Brattle is where most of my library was purchased. In the 1980s, we lived on Beacon Hill and I worked at One Financial Center. I walked past Brattle on my way to and from work and to and from lunch, so I had lots of time to browse and buy. In those days, they had gorgeous sale books for $1 each. I bought a set of Robert Louis Stevenson, lots of Everyman's editions of the classics, Oxford Classics, and tons of other interesting books.
I was building a library based on classics, with the assistance of Clifton Fadiman's The Lifetime Reading Plan. I used his book as a guide to the best of the best, sort of like the Harvard Classics, which I also have. I wrote to him when he was quite elderly and treasure the letter he wrote back. Not a lot of authors or celebrities, and he was one of those in his day, do that. He's the writer Anne Fadiman's father.
This time, most of the books that came home with me came from Commonwealth Books. They are better arranged than Brattle's books, and I have to confess that I'm appalled that Brattle now puts price stickers on their books. Shame on any bookseller who puts anything sticky on a book! A light penciled price inside the front cover is the only acceptable method.
So, without further ado, here are the books I bought, with one exception. Beatrix Potter's Gardening Life was given to me by my friend Jenny, a veterinarian, artist, and writer.

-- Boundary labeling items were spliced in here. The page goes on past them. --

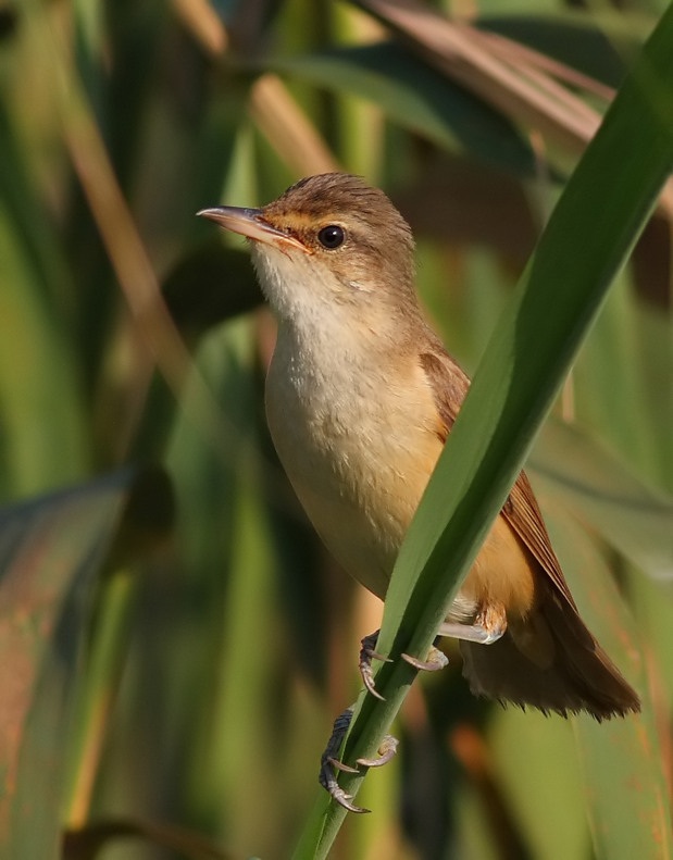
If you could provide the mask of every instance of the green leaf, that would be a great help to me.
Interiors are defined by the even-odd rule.
[[[337,92],[369,99],[402,128],[440,147],[531,175],[531,148],[510,123],[396,42],[342,48],[270,67]]]
[[[384,653],[427,653],[668,178],[673,161],[672,42],[670,8],[571,177],[491,338],[401,548],[378,643]],[[403,661],[382,664],[376,683],[386,701],[361,697],[344,757],[347,762],[375,751],[412,680],[413,672]],[[645,721],[632,718],[632,722],[648,731]],[[347,775],[339,782],[353,794],[361,780],[361,774]],[[623,785],[624,807],[627,793],[637,790]],[[661,808],[650,812],[662,822]],[[344,818],[345,811],[331,805],[321,819],[316,805],[296,856],[309,856],[311,833],[314,856],[325,857]],[[640,853],[670,852],[670,845],[659,839],[662,833],[668,830],[660,826],[653,835],[641,834]],[[612,857],[616,856],[633,855]]]
[[[135,472],[0,512],[0,856],[58,858],[89,586]],[[39,774],[39,778],[37,778]]]

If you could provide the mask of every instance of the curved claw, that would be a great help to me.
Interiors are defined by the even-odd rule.
[[[362,764],[363,768],[381,768],[387,764],[397,753],[398,744],[396,737],[386,735],[378,747],[378,756],[375,759],[358,759],[358,764]]]
[[[325,761],[329,762],[329,764],[332,764],[332,766],[335,768],[337,771],[342,771],[344,773],[360,773],[360,771],[357,768],[351,768],[350,764],[344,764],[342,761],[339,761],[338,759],[335,759],[332,756],[327,756],[325,758]],[[358,763],[362,764],[364,762],[361,762],[360,759],[358,759]]]
[[[419,660],[416,657],[411,657],[408,653],[403,653],[401,657],[409,665],[412,665],[420,672],[438,672],[449,664],[449,658],[434,646],[429,649],[427,660]]]
[[[349,764],[344,764],[336,757],[341,748],[350,721],[353,719],[352,708],[347,708],[344,713],[340,713],[334,721],[332,728],[332,736],[327,741],[327,747],[323,752],[320,760],[320,774],[319,782],[323,788],[328,792],[329,796],[344,809],[349,812],[364,813],[371,810],[364,807],[357,807],[351,803],[352,795],[347,794],[341,786],[337,783],[334,775],[334,769],[345,771],[346,773],[358,773],[357,768],[351,768]]]

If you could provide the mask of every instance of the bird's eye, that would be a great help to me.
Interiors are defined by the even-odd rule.
[[[317,234],[317,240],[328,251],[334,251],[340,245],[344,245],[346,233],[338,224],[329,224],[323,227]]]

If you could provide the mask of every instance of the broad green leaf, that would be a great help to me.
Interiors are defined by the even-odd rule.
[[[669,176],[672,41],[670,8],[571,177],[491,338],[401,548],[378,643],[384,653],[427,653],[563,375]],[[631,153],[627,164],[624,152]],[[382,665],[376,680],[386,701],[361,697],[347,762],[376,750],[412,678],[403,661]],[[635,718],[627,725],[626,731],[641,731]],[[340,783],[352,794],[361,780],[349,775]],[[624,805],[630,802],[630,790],[637,788],[623,785]],[[323,812],[326,807],[323,800]],[[669,839],[670,833],[663,826],[663,811],[650,812],[661,826],[649,836],[647,847],[641,844],[641,851],[665,856],[670,845],[660,835],[668,833],[663,838]],[[344,817],[345,811],[332,805],[323,818],[319,801],[296,856],[309,856],[309,834],[315,839],[315,856],[326,856]]]
[[[396,42],[283,58],[270,67],[369,99],[403,128],[446,149],[522,174],[534,170],[529,147],[506,120]]]
[[[12,860],[59,857],[89,587],[133,479],[126,470],[0,512],[0,856]]]

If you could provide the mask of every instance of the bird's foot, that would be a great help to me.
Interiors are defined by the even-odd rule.
[[[350,764],[344,764],[344,762],[339,761],[337,758],[344,743],[344,738],[348,732],[348,726],[350,725],[352,719],[353,710],[352,708],[347,708],[344,713],[339,714],[334,721],[332,735],[327,741],[325,751],[321,757],[319,781],[323,788],[325,788],[325,790],[329,794],[332,799],[339,803],[339,806],[342,806],[344,809],[348,809],[350,812],[364,813],[370,812],[371,810],[365,809],[364,807],[358,807],[352,803],[352,795],[347,794],[341,788],[341,786],[337,783],[335,775],[335,771],[344,771],[345,773],[359,773],[358,768],[351,768]],[[387,764],[395,756],[397,752],[397,738],[392,737],[392,735],[386,735],[378,747],[378,756],[376,758],[360,758],[356,763],[363,768],[381,768],[383,764]]]
[[[506,631],[507,612],[504,607],[502,603],[490,603],[477,613],[474,624],[446,622],[439,628],[439,635],[478,645],[493,645],[503,636]]]
[[[438,672],[449,664],[449,658],[443,653],[439,648],[435,648],[434,646],[429,649],[427,660],[419,660],[417,657],[411,657],[411,655],[408,653],[402,655],[402,660],[406,660],[409,665],[417,669],[419,672]]]

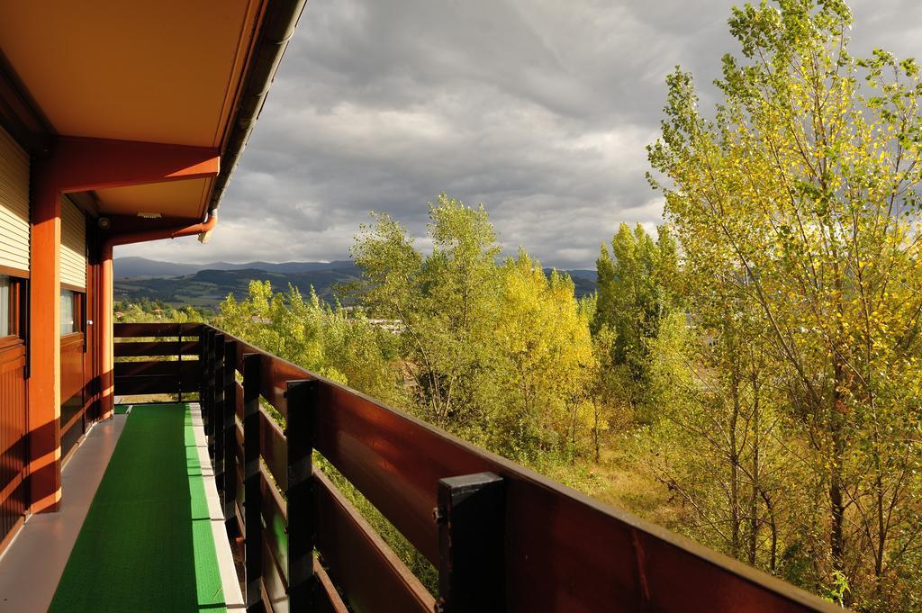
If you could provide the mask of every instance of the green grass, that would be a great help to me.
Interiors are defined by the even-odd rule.
[[[49,611],[225,610],[189,407],[136,406]]]

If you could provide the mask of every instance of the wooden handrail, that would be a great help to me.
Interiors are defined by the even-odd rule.
[[[123,324],[115,336],[169,336],[178,332],[175,325]],[[342,610],[332,581],[348,602],[372,611],[406,610],[408,602],[416,610],[434,603],[446,613],[842,610],[242,339],[207,325],[189,333],[201,335],[202,357],[183,368],[199,369],[192,374],[203,414],[209,432],[218,425],[222,437],[222,482],[230,484],[222,487],[224,509],[235,515],[227,525],[249,533],[253,606],[269,608],[290,596],[300,607]],[[213,351],[216,335],[229,348],[220,360]],[[157,371],[128,370],[134,368]],[[243,377],[242,389],[228,379],[231,372]],[[303,384],[294,382],[311,382],[310,393],[301,387],[287,397],[290,385]],[[115,384],[122,395],[118,373]],[[315,475],[307,489],[291,480],[304,470],[299,465],[295,470],[301,472],[291,472],[288,436],[294,434],[283,431],[259,407],[261,401],[288,417],[290,428],[305,429],[297,433],[303,442],[296,450],[307,445],[322,454],[439,569],[439,600],[420,592],[419,582],[382,539],[368,534],[367,524],[329,479]],[[261,458],[255,467],[254,453]],[[299,457],[304,461],[303,454]],[[300,488],[290,490],[297,499],[291,509],[284,502],[290,488]],[[303,506],[305,496],[313,506]],[[298,511],[306,508],[313,512]],[[303,574],[305,547],[316,547],[330,561],[328,577],[317,568]],[[382,599],[387,591],[395,597]]]

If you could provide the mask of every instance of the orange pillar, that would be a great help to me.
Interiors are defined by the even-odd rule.
[[[53,183],[33,183],[30,274],[30,489],[32,513],[61,501],[61,200]]]
[[[218,175],[217,149],[182,145],[63,136],[32,167],[30,275],[29,471],[32,513],[56,511],[61,501],[61,195]],[[98,291],[101,331],[100,377],[111,413],[112,248],[103,253]],[[108,256],[108,257],[106,257]],[[108,403],[108,404],[106,404]]]
[[[106,419],[115,412],[115,387],[112,369],[112,247],[103,243],[100,258],[100,295],[99,351],[100,351],[100,418]]]

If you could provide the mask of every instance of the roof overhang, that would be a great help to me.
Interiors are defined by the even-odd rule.
[[[217,208],[304,0],[0,4],[0,124],[36,157],[58,136],[217,149],[217,176],[98,189],[94,215]]]

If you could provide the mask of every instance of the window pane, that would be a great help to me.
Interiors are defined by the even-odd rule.
[[[0,336],[9,336],[9,277],[0,275]]]
[[[77,332],[74,327],[74,292],[69,289],[61,290],[61,336]]]

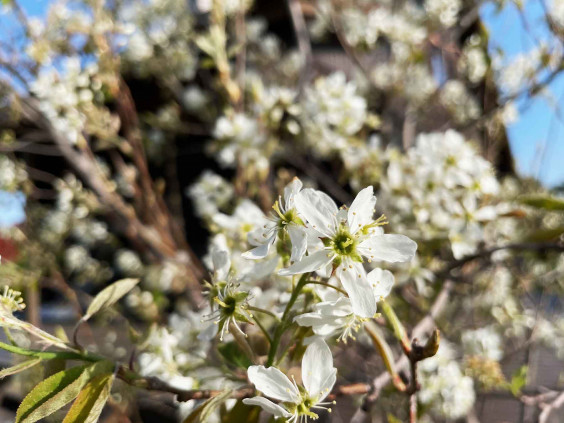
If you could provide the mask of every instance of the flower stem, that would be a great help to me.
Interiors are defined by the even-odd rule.
[[[338,286],[335,285],[331,285],[330,283],[325,283],[325,282],[320,282],[320,281],[307,281],[308,285],[313,284],[313,285],[320,285],[320,286],[324,286],[325,288],[332,288],[335,291],[339,291],[341,294],[348,296],[349,294],[347,294],[347,291],[345,291],[344,289],[339,288]]]
[[[268,314],[269,316],[274,317],[274,319],[276,319],[277,321],[280,321],[280,318],[276,314],[274,314],[272,311],[265,310],[264,308],[260,308],[260,307],[254,307],[254,306],[249,306],[248,309],[252,310],[252,311],[256,311],[257,313]]]
[[[235,339],[235,342],[237,343],[239,348],[241,348],[246,356],[249,357],[249,360],[251,360],[251,362],[255,364],[257,362],[257,357],[253,352],[253,349],[249,345],[246,336],[235,326],[233,322],[229,322],[229,332],[231,333],[231,335],[233,335],[233,338]]]
[[[271,338],[270,334],[268,333],[268,331],[266,330],[266,328],[264,327],[264,325],[262,324],[262,322],[259,319],[257,319],[257,316],[253,316],[253,320],[255,321],[255,323],[258,325],[258,327],[262,331],[262,333],[265,336],[268,343],[272,345],[272,338]]]
[[[288,315],[294,306],[294,303],[298,299],[303,287],[307,284],[307,278],[309,277],[309,273],[304,273],[298,283],[296,284],[295,288],[292,290],[292,295],[290,296],[290,300],[288,304],[286,304],[286,308],[284,309],[284,314],[282,314],[282,321],[278,323],[276,326],[276,331],[274,332],[274,336],[272,337],[272,343],[270,344],[270,351],[268,351],[268,359],[266,360],[266,367],[272,366],[274,363],[274,359],[276,358],[276,352],[278,350],[278,346],[280,345],[280,339],[286,329],[290,326],[291,322],[288,322]]]
[[[411,353],[411,343],[409,342],[407,332],[403,327],[402,322],[396,315],[396,312],[394,311],[392,306],[384,300],[380,302],[380,307],[382,309],[382,313],[384,314],[384,316],[386,316],[386,320],[388,320],[388,323],[392,327],[392,331],[394,332],[395,337],[398,339],[398,341],[400,341],[403,351],[407,355],[409,355]]]

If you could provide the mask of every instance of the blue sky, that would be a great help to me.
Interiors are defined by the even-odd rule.
[[[529,51],[536,40],[547,40],[550,32],[542,20],[544,10],[540,0],[525,2],[522,23],[517,7],[508,2],[501,13],[492,5],[482,8],[482,18],[490,31],[490,49],[501,48],[508,57]],[[531,35],[532,33],[532,35]],[[564,106],[564,75],[550,84],[550,90]],[[548,102],[536,97],[519,120],[509,126],[511,151],[522,175],[540,179],[546,186],[564,182],[564,126]]]
[[[498,13],[491,4],[482,7],[481,15],[490,31],[490,49],[500,48],[507,57],[530,50],[537,40],[550,33],[542,22],[541,0],[529,0],[524,6],[528,30],[512,2]],[[42,15],[49,0],[20,0],[29,15]],[[1,23],[1,22],[0,22]],[[533,32],[531,36],[529,31]],[[556,78],[550,89],[564,105],[564,76]],[[564,114],[563,114],[564,116]],[[519,120],[508,127],[511,150],[522,175],[539,178],[546,186],[564,182],[564,118],[555,118],[551,106],[543,98],[535,98],[521,113]]]

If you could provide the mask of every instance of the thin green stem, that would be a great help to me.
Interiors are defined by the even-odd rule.
[[[257,357],[253,349],[249,345],[249,342],[247,341],[247,335],[242,333],[233,322],[229,323],[229,332],[231,333],[231,335],[233,335],[233,338],[235,339],[235,342],[237,343],[239,348],[241,348],[241,350],[247,355],[247,357],[249,357],[249,360],[251,360],[252,363],[256,363]]]
[[[6,326],[4,326],[4,333],[6,334],[6,339],[8,339],[8,341],[10,341],[10,344],[14,345],[14,346],[18,346],[16,340],[14,339],[14,337],[12,336],[12,332],[10,332],[10,329],[8,329]]]
[[[248,307],[249,310],[252,311],[256,311],[257,313],[263,313],[263,314],[268,314],[269,316],[273,317],[274,319],[276,319],[276,321],[280,321],[280,317],[278,317],[276,314],[274,314],[272,311],[269,310],[265,310],[264,308],[260,308],[260,307],[254,307],[254,306],[249,306]]]
[[[268,340],[268,343],[272,345],[272,337],[270,336],[270,334],[268,333],[262,322],[259,319],[257,319],[257,316],[254,315],[253,315],[253,320],[256,322],[256,324],[258,325],[258,327],[260,328],[260,330]]]
[[[400,319],[396,315],[396,312],[392,308],[392,306],[387,302],[382,300],[380,302],[380,308],[382,309],[382,313],[386,316],[386,320],[392,327],[392,331],[394,332],[395,337],[400,341],[401,347],[403,348],[404,352],[409,355],[411,352],[411,343],[409,342],[409,338],[407,337],[407,332],[403,327]]]
[[[272,338],[272,343],[270,344],[270,351],[268,351],[268,359],[266,360],[266,367],[272,366],[274,363],[274,359],[276,358],[276,352],[278,350],[278,346],[280,345],[280,340],[282,339],[282,335],[286,332],[286,329],[290,326],[291,322],[288,322],[288,315],[292,310],[298,296],[302,292],[303,287],[307,284],[307,278],[309,277],[309,273],[304,273],[296,287],[292,290],[292,295],[290,296],[290,300],[288,304],[286,304],[286,308],[284,309],[284,314],[282,314],[282,321],[276,327],[276,331],[274,332],[274,337]]]

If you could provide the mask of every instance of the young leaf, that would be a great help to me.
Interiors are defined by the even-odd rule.
[[[139,279],[122,279],[114,282],[110,286],[104,288],[102,291],[94,297],[86,314],[82,317],[82,321],[85,322],[93,314],[99,312],[102,309],[108,308],[111,305],[119,301],[121,297],[127,294],[129,291],[139,283]]]
[[[198,408],[190,413],[188,417],[184,420],[184,423],[199,423],[199,422],[207,422],[210,415],[214,412],[217,407],[219,407],[223,401],[231,396],[230,389],[223,391],[221,394],[208,399]]]
[[[74,400],[90,379],[100,373],[110,372],[112,367],[108,361],[99,361],[72,367],[48,377],[23,399],[16,413],[16,423],[33,423],[53,414]]]
[[[92,379],[78,394],[63,423],[95,423],[112,389],[113,374],[102,374]]]
[[[521,389],[527,384],[528,366],[521,366],[511,377],[509,390],[514,396],[521,394]]]
[[[2,369],[0,371],[0,379],[4,379],[6,376],[14,375],[19,372],[23,372],[36,364],[41,363],[40,358],[32,358],[31,360],[22,361],[21,363],[16,364],[15,366],[8,367],[6,369]]]
[[[532,195],[521,198],[521,203],[537,209],[564,210],[564,199],[551,195]]]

We often give each other books.
The two Angela Thirkell books, Miss Bunting and Close Quarters, and the Beverley Nichols mystery all came from Brattle. The others are from Commonwealth. There are three Nancy Drew books, so I now have all but three of the original (not first editions) thirty-four books. There are also a couple of mysteries by Patricia Wentworth, a couple by Patricia Moyes, and two more Phoebe Atwood Taylor Asey Mayo Cape Cod mysteries.
Now, if you'll excuse me, I have books to read!